I am trying to use OpenCL Built-in “rotate” function in one of my kernel as given below, but i am getting following errors while compiling :
clBuildProgram Error for -11 Error Number
error: call to ‘rotate’ is ambiguous
W = rotate(A, 5);
<built-in>:2784:22: note: candidate function
int OVERLOADABLE rotate(int, int);
<built-in>:2785:23: note: candidate function
uint OVERLOADABLE rotate(uint, uint);
<built-in>:2780:23: note: candidate function
char OVERLOADABLE rotate(char, char);
<built-in>:2781:24: note: candidate function
uchar OVERLOADABLE rotate(uchar, uchar);
<built-in>:2782:24: note: candidate function
short OVERLOADABLE rotate(short, short);
<built-in>:2783:25: note: candidate function
ushort OVERLOADABLE rotate(ushort, ushort);
similar for other datatype…
and so on…
The kernel I used for demo is as ::
__kernel void demoKernel(__global unsigned int *d_io_2d, long max_size)
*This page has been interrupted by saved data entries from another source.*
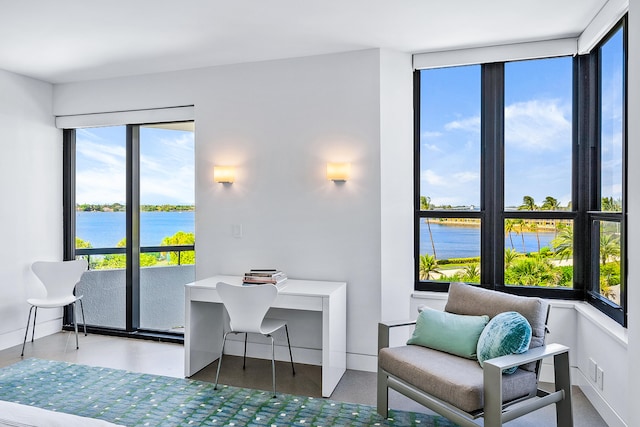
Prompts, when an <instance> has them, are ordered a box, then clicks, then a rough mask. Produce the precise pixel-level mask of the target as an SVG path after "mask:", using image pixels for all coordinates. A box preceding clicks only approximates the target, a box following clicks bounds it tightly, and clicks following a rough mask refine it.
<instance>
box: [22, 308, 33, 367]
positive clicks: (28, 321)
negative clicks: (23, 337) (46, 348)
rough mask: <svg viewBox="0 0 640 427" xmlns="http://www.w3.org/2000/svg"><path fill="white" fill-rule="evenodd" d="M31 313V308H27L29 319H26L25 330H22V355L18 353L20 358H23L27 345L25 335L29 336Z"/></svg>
mask: <svg viewBox="0 0 640 427" xmlns="http://www.w3.org/2000/svg"><path fill="white" fill-rule="evenodd" d="M31 311H33V306H31V308H29V317H27V329H25V330H24V341H22V353H20V357H24V346H25V344H27V335H28V334H29V323H30V322H31Z"/></svg>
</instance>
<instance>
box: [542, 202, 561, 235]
mask: <svg viewBox="0 0 640 427" xmlns="http://www.w3.org/2000/svg"><path fill="white" fill-rule="evenodd" d="M540 209H542V210H544V211H557V210H560V203H559V202H558V199H555V198H553V197H551V196H547V197H545V199H544V202H542V206H541V207H540ZM553 229H554V232H555V236H554V237H557V236H558V222H557V220H555V219H554V220H553Z"/></svg>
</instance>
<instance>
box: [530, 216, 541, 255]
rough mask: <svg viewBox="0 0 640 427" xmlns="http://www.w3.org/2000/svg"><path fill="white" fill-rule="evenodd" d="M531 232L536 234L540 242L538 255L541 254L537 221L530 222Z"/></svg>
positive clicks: (539, 239)
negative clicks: (532, 232) (539, 253)
mask: <svg viewBox="0 0 640 427" xmlns="http://www.w3.org/2000/svg"><path fill="white" fill-rule="evenodd" d="M529 230H531V231H535V232H536V240H538V253H540V233H538V223H537V222H535V221H532V222H530V223H529Z"/></svg>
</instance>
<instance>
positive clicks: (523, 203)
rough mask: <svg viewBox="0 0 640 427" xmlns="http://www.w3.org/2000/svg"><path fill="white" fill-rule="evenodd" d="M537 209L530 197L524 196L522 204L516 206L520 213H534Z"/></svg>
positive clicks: (533, 200) (522, 199)
mask: <svg viewBox="0 0 640 427" xmlns="http://www.w3.org/2000/svg"><path fill="white" fill-rule="evenodd" d="M537 209H538V206H536V202H535V200H533V197H531V196H524V197H523V198H522V204H521V205H520V206H518V210H520V211H535V210H537Z"/></svg>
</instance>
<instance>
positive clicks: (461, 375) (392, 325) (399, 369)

long i = get_global_id(0);
if(i >= max_size)
unsigned int A;
A = d_io_2d[i];
unsigned int W;
W = rotate(A, 5);
My questions are ::
- How to use OpenCL Built-in functions? (As in above example, what am i missing actually?)
- What is the purpose of using Built-in functions?
- Does it improve the performance?
[QUOTE=utnapishtim;29622]1. Try rotate(A, (uint)5)
2. Some of them can use dedicated hardware circuitry (e.g. rsqrt, mad). They also circumvent the fact that OpenCL C has no standard library.
3. At least they don’t degrade performance. You can expect that they are optimally implemented, i.e. you won’t be able to do better.[/QUOTE]
- after trying rotate(A, (uint)5), my kernel compiled and i got correct result.
- My implementation of rotate function is :
uint rotate1(int n, uint x)
return (x << n) | (x >> (32-n));
when i benchmarked my application with built-in “rotate” function and user-defined “rotate1” function (as mentioned above), I got that built-in “rotate” function was little slower compare to user-defined “rotate1”.
Then how can we expect that they are optimally implemented?
Please note that your implementation of rotate1() breaks down when n>32, whereas the built-in function rotate() is guaranteed to work for any n.
I have checked the assembly code produced by three calls in a row to rotate() with NVIDIA OpenCL.
Using built-in rotate(), 17 instructions are generated (and my NVIDIA hardware has no rotate instruction).
Using your function rotate1(), 19 instructions are generated.
So using built-in rotate() is safer and faster.
Furthermore, if this code was compiled on a hardware device that has a rotate assembly instruction, you would have to rely on the compiler to detect that “(x << n) | (x >> (32-n))” is in fact a rotation and can be optimized into the rotate instruction.